I used Machine Learning to hack baseball
[indistinct shouting] – No steal. There’s no steal there. I predict not a steal, watch this: …and he stayed. [excited]
He’s gonna steal! This is a steal! If this app works, this kid’s about to steal! [excited squealing]
There he goes! There he goes! Freakin’ works!
It works. Two years ago I came up with an idea for an app where you could decode baseball signs So you would know when the other team was going to steal, even after just the first inning. Then in a covert effort to get people more interested in coding the machine learning, I would make the app free and available to everyone.

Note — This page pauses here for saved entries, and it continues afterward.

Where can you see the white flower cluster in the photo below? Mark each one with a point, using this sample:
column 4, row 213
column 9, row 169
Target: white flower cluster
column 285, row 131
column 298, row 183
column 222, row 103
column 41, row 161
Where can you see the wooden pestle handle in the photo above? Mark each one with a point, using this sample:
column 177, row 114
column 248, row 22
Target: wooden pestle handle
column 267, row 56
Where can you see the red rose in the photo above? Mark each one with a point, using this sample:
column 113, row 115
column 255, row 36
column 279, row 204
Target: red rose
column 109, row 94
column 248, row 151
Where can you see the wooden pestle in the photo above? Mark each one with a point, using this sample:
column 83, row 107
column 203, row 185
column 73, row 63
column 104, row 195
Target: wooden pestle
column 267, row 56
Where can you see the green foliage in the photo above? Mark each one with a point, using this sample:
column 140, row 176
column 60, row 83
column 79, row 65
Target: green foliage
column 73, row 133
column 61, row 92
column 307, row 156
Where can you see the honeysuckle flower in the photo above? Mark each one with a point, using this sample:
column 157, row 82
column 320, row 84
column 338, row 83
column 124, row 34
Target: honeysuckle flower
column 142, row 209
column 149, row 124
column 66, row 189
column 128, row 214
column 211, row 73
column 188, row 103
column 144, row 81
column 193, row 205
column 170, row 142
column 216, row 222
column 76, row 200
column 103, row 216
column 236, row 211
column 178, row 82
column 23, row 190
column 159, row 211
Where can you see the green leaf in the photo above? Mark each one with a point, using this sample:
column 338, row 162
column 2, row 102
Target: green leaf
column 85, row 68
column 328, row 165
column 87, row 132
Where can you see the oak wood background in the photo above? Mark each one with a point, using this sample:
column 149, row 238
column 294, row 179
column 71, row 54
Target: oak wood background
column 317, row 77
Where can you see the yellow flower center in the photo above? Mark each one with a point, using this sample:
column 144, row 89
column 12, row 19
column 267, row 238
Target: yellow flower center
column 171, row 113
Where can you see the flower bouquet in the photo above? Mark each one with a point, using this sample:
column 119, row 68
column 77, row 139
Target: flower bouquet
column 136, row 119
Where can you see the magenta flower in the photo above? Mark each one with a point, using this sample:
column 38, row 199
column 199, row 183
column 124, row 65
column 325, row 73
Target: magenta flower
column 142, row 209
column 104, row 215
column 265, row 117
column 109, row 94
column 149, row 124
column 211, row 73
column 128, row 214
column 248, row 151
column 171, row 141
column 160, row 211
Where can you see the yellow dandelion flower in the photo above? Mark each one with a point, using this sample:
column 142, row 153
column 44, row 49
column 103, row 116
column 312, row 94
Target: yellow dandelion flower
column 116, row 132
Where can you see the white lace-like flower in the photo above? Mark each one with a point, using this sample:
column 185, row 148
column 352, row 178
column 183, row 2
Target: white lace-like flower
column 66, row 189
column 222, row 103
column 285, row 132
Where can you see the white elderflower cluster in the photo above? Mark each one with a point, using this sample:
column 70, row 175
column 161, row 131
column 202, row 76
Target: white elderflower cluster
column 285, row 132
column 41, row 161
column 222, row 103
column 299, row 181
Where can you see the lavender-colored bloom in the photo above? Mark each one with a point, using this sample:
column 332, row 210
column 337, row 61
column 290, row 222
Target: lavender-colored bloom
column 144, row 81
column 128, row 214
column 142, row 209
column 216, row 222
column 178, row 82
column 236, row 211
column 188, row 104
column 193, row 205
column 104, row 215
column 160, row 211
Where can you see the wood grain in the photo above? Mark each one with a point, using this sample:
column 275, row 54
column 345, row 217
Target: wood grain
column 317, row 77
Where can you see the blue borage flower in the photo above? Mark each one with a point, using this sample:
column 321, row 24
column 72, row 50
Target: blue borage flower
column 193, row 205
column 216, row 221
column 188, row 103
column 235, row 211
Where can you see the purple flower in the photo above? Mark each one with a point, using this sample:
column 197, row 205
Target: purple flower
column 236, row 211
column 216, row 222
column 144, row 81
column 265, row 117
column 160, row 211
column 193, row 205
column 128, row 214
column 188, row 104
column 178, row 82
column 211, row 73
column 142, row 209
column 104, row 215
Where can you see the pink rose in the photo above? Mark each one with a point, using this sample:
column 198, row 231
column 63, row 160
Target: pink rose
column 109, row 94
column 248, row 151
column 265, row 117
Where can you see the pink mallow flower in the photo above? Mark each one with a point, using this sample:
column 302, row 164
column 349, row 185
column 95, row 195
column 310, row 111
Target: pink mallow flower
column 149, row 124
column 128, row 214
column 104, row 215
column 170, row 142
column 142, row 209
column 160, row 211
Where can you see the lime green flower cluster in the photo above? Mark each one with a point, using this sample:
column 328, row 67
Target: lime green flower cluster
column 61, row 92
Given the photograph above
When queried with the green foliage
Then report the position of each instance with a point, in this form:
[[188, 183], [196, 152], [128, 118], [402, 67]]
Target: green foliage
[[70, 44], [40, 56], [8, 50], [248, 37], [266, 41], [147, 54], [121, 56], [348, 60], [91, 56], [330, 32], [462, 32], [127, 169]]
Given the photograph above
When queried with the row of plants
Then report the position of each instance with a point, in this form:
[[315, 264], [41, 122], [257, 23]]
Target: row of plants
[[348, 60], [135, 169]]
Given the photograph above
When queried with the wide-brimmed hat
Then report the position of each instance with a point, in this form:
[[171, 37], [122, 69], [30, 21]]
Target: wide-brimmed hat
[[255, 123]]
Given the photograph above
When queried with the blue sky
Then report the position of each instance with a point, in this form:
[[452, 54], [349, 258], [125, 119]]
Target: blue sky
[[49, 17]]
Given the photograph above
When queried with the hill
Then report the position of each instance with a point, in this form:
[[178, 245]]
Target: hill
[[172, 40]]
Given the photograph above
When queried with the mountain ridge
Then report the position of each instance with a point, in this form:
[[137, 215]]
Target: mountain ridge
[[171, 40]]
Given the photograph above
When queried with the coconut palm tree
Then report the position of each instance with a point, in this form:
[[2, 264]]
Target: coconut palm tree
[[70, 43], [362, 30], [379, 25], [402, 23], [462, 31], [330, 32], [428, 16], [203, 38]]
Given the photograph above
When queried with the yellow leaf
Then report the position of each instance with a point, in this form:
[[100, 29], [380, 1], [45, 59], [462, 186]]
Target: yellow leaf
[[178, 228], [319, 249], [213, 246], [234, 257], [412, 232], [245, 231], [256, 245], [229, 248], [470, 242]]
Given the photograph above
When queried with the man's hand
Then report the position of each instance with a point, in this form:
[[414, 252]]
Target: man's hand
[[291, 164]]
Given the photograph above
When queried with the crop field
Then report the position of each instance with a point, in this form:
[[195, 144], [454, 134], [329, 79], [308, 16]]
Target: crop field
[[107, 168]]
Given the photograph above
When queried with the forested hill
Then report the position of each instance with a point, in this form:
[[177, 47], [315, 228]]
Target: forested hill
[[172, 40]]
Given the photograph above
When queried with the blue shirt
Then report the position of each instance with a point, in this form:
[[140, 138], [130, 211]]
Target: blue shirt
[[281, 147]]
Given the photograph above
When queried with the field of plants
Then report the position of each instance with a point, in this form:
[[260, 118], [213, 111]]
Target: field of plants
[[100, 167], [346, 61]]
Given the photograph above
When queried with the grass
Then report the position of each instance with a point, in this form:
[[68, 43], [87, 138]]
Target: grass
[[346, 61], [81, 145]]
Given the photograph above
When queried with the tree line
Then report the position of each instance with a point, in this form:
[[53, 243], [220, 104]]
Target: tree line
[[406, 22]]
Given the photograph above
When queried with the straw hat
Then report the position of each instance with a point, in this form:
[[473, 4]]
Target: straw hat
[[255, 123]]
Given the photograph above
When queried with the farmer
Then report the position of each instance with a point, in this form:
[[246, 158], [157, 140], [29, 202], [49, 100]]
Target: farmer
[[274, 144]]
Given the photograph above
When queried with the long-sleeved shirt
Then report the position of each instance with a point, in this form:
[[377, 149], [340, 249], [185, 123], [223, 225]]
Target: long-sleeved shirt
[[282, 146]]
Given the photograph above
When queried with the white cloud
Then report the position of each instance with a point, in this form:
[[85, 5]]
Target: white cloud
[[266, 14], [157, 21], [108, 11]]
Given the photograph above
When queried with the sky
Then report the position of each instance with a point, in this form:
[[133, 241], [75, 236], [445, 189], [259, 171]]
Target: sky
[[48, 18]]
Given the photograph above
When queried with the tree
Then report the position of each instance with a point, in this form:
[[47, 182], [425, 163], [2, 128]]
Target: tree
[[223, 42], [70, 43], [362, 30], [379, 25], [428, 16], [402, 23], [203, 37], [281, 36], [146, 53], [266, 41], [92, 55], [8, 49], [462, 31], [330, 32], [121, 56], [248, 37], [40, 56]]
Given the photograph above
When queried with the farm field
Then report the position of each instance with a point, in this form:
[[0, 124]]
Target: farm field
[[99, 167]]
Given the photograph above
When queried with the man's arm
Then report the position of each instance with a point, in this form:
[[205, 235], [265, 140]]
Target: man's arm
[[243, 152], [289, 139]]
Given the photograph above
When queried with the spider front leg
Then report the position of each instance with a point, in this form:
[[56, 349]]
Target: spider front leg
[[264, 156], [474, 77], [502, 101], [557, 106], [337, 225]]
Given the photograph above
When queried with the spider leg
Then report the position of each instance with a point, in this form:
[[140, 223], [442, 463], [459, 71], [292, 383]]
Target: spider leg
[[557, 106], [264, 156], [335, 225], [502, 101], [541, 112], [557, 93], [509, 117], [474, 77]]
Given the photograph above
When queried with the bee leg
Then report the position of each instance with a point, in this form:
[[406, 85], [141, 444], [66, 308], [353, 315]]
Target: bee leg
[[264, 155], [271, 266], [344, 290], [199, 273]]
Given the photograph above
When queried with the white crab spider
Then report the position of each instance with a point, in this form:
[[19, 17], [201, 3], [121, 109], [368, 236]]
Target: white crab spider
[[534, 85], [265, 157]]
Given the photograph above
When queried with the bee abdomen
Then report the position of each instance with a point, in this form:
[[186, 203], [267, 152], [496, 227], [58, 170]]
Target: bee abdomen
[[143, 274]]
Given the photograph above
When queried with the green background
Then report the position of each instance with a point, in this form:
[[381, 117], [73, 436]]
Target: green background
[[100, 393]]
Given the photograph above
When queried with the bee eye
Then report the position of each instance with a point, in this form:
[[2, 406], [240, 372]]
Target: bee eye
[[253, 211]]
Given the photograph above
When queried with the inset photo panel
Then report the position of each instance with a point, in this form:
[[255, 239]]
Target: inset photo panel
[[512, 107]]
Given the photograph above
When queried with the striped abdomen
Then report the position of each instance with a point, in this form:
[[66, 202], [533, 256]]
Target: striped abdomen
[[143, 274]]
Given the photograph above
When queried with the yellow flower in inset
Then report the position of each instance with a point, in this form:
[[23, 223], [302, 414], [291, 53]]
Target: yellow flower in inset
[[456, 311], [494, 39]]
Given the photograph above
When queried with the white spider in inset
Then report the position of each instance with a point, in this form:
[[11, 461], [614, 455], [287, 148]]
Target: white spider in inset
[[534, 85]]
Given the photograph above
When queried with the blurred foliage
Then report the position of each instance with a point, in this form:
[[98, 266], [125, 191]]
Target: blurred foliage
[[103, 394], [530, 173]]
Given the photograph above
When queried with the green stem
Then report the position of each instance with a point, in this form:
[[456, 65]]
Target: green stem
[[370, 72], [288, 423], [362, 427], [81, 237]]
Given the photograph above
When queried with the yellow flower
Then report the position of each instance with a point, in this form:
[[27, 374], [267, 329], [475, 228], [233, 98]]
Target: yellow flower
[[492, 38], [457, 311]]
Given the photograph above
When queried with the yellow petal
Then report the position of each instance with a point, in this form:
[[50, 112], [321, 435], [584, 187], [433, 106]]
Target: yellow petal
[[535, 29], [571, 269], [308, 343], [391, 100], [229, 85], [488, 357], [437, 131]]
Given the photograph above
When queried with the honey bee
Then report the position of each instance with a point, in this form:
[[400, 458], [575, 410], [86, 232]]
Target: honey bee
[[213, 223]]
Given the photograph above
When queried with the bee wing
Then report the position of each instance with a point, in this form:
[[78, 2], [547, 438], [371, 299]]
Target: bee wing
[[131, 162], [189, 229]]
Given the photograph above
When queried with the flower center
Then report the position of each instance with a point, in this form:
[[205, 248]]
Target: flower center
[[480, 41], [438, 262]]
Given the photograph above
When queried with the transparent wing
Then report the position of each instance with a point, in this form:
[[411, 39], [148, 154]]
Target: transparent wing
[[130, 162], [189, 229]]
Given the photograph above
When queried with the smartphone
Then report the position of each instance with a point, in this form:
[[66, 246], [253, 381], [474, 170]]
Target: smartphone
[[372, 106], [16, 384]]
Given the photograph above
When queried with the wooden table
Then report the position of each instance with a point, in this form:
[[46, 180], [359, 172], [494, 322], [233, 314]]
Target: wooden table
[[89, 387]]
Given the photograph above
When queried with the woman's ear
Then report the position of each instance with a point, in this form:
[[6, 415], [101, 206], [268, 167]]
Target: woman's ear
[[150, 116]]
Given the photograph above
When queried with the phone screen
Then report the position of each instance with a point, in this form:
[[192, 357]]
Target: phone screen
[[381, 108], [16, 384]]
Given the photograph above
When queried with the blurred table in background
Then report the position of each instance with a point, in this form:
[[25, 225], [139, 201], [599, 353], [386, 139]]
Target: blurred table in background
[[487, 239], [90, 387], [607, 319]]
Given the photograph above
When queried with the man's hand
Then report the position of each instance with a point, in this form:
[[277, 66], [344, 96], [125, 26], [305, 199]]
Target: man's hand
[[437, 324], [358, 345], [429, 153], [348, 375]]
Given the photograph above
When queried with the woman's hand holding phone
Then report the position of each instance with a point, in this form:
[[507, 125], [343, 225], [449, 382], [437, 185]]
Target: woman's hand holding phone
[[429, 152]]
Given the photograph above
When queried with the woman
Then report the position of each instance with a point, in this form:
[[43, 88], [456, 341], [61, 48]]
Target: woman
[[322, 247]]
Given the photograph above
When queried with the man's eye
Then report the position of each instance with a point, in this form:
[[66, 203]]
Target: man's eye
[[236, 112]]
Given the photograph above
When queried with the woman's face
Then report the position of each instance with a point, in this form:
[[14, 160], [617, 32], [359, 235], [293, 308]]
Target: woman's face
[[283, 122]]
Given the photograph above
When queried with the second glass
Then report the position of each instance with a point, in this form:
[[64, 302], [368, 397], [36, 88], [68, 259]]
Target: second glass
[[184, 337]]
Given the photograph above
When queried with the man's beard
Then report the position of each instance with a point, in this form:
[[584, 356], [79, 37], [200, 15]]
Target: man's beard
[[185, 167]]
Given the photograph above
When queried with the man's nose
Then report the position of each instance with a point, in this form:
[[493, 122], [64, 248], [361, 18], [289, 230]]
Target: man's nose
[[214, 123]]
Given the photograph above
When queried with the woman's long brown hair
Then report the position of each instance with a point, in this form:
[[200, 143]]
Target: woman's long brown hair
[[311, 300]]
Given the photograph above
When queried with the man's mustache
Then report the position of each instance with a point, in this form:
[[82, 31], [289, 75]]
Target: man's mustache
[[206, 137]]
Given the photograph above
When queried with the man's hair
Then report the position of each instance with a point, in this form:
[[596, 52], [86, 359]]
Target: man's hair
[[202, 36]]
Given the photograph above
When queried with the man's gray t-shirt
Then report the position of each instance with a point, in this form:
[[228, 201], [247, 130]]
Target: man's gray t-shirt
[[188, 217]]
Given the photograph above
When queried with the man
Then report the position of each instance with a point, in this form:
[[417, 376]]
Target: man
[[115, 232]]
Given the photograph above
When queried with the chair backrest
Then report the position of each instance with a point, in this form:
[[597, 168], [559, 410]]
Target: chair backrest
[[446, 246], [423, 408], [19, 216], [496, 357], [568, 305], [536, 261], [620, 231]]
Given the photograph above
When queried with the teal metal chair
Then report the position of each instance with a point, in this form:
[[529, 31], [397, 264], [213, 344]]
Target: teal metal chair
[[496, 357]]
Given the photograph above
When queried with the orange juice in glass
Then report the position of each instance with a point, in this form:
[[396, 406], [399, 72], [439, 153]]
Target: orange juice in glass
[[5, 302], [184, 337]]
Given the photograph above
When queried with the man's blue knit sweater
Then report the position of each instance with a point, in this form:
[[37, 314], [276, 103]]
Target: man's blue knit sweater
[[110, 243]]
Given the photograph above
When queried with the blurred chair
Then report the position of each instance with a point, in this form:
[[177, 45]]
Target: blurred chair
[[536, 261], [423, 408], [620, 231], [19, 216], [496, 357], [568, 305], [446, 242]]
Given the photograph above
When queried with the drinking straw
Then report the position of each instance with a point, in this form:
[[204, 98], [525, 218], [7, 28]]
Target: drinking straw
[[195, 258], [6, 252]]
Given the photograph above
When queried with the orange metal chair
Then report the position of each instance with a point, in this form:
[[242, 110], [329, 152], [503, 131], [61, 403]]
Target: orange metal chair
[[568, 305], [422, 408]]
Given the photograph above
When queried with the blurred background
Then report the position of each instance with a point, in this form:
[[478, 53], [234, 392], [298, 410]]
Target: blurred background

I’m happy to report… It’s no longer just an idea. Today I’m going to show you exactly how the app works, and we’ll use it in the wild, and then we’re going to talk about machine learning in very simple terms with my buddy Jabril. But first, to set the stage we need to understand the fascinating world of secret baseball signs. It’s the game within the game. Most people know the catcher will give signs to the pitcher when your team is on defense. But when you’re on offense, the third-base coach gives signs to both the batter and the base runner. For example, he could secretly tell the batter to bunt, or to not swing at the next pitch, or he can tell the base runner to steal. And just to be clear, stealing a base is when you start running as soon as the pitches thrown, instead of waiting for the batter to try and hit it. It’s risky because if the batter doesn’t hit the ball and the catcher is good, he can throw you out at second base. Because it’s a big advantage, coaches will actually tell their players to watch and see if they could figure out the other team’s signs.
That’s considered a fair play and it’s part of the game. The problem is, our brains aren’t great at figuring out the complex pattern. So we set out to create an app that would use machine learning to do exactly that. And by we, I mean Jabril actually sat down and wrote the code and I just made sure he had unlimited Cheez-Its and Lacroix. Here’s how it works:
If I saw coach touched his nose, ears, arm, chin, and so on, I would assign those to letters in the app. Then I’ll just watch him sign and record the order. After that I would just let the app know the outcome; so was it a steal or not.
After you do this for enough sequences, the app will start to make predictions. In this case, it’s predicting the combination of “A, D”, or “nose then chin” is their steal sign. This worked well enough on my workbench, so now it’s time for the first real-world test
in a kids-versus-adults Wiffle Ball game. And my friend Sara takes the game of Wiffle Ball pretty seriously, so she was the captain of the kids team, and was signaling for them to steal at just the right moments. [Cheering] – And I wasn’t sure about the ethics of using our app against a bunch of little kids, but they were scoring runs and stealing bases with impunity, and then they got so confident, they started talking trash. [kids screaming]
WE WANT A PITCHER,
NOT A BELLY ITCHER! And no one says that about my pitcher, so at that point the gloves came off. We found it easiest to film her signs with our phone, and then scrub through and capture the order in the app afterwards, as opposed to trying to do it real-time. And I’m very happy to report we cracked their code after only three sequences. And what’s cool is once you know the code, you no longer need the app because you can just watch for the steal signal and when we saw it, we alerted our pitcher with the secret sign of our own [music] [screaming]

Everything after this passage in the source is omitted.